We found a U-shaped association between home cooking and overweight. One potential reason for this is that adolescents exposed to a low frequency of home cooking may not be able to consume enough energy because of skipping meals, for example, which leads to these adolescents being underweight. We found that 11% of adolescents exposed to a medium frequency of home cooking were underweight, whereas 19% of adolescents exposed to a low frequency of home cooking were underweight (Table 1
). Additionally, the proportion skipping breakfast was twice as high among adolescents exposed to a low frequency of home cooking and among adolescents exposed to a medium frequency of home cooking (Table 1
). Therefore, if home cooking is infrequent (in the present study, fewer than three times a week), adolescents may be at risk of becoming either overweight because of an inadequate diet or underweight because of malnutrition. However, with a small number of households reporting a low cooking frequency, we had limited power to detect the association between home cooking and overweight.

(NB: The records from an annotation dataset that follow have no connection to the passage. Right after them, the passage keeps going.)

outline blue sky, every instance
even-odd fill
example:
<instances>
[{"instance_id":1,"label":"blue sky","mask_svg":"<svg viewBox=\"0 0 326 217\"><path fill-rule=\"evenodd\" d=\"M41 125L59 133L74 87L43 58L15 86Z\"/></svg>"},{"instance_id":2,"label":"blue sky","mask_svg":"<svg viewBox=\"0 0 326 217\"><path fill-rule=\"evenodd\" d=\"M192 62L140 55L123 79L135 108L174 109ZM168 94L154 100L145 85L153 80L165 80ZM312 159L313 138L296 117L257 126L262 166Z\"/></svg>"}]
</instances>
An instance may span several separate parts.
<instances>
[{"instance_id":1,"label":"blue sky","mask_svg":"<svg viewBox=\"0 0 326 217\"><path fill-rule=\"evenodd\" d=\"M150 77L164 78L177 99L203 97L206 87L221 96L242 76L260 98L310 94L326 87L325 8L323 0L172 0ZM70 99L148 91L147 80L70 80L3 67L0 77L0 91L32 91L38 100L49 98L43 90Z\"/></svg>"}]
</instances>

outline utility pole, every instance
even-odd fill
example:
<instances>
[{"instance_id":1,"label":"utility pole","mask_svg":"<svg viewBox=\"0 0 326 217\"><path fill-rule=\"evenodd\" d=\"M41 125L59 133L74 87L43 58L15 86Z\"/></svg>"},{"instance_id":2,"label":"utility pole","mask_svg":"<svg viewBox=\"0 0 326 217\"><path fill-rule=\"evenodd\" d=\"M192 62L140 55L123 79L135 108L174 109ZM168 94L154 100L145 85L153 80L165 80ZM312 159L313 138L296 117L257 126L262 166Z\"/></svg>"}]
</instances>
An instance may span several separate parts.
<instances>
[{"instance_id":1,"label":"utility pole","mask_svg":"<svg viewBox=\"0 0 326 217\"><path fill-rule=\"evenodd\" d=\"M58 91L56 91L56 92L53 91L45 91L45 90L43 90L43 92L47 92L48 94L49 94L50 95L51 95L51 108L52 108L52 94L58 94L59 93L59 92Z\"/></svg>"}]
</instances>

Our study has some limitations. First, because home cooking is defined as simple cooking that can include fried eggs, for instance, there is a possibility of misclassification: Even simple foods or low-quality meals cooked at home could be assigned to the high-frequency group. This may lead to an underestimation of the effect of home cooking on adolescents’ health outcomes. Second, the present study was implemented in one city in Tokyo. Given that home cooking practices can vary depending on whether the family is nuclear or multigenerational, the mother’s employment status, and the household’s urban or rural status, our results cannot be generalized. Third, we assessed cardiovascular disease risks other than BMI using only continuous values. However, for adolescents, there is no need to use cut points based on the definition of metabolic syndrome [19
], and continuous values have been reported to be more reliable in predicting risk in adulthood from assessments in adolescence [47
]. Furthermore, the number of adolescents whose HbA1C values corresponded to prediabetes (HbA1c ≥ 5.7) was small (n
= 21); we therefore decided to use a continuous scale for this variable. Fourth, we lacked information on diet quality. Although we used vegetable intake and breakfast intake as proxies for diet quality, a study of detailed diet quality is needed to further elucidate the mechanisms at work here. Fifth, although we accounted for household income and parental comorbidities as confounders, other potential confounding factors such as parental education level, smoking status, and food knowledge were not adjusted. Moreover, although we assessed adolescents’ frequency of physical activity via questionnaire, we did not assess detailed physical activity levels such as activity type or intensity, which may have biased the association between home cooking and indicators of cardiometabolic factors. For example, caregivers may want to feed their adolescent children additional food to compensate for the calories expended through vigorous physical activity, and these parents may therefore cook more often. Furthermore, physical activity can have a direct impact on cardiometabolic risk factors [48
]. Finally, the cross-sectional nature of this study means that causality could not be assessed. Longitudinal studies or randomized, controlled trials of home cooking among families with adolescents should be conducted in the future to determine the causal impact of these practices on cardiovascular risk factors.
Despite these limitations, our study has shown a protective association between home cooking and adolescent health. Although the causality is unknown, our findings suggest that caregivers may be able to promote the health of adolescents in the household by cooking at home daily. In the future, it is necessary to clarify the mechanism of this association through detailed dietary surveys and intervention studies.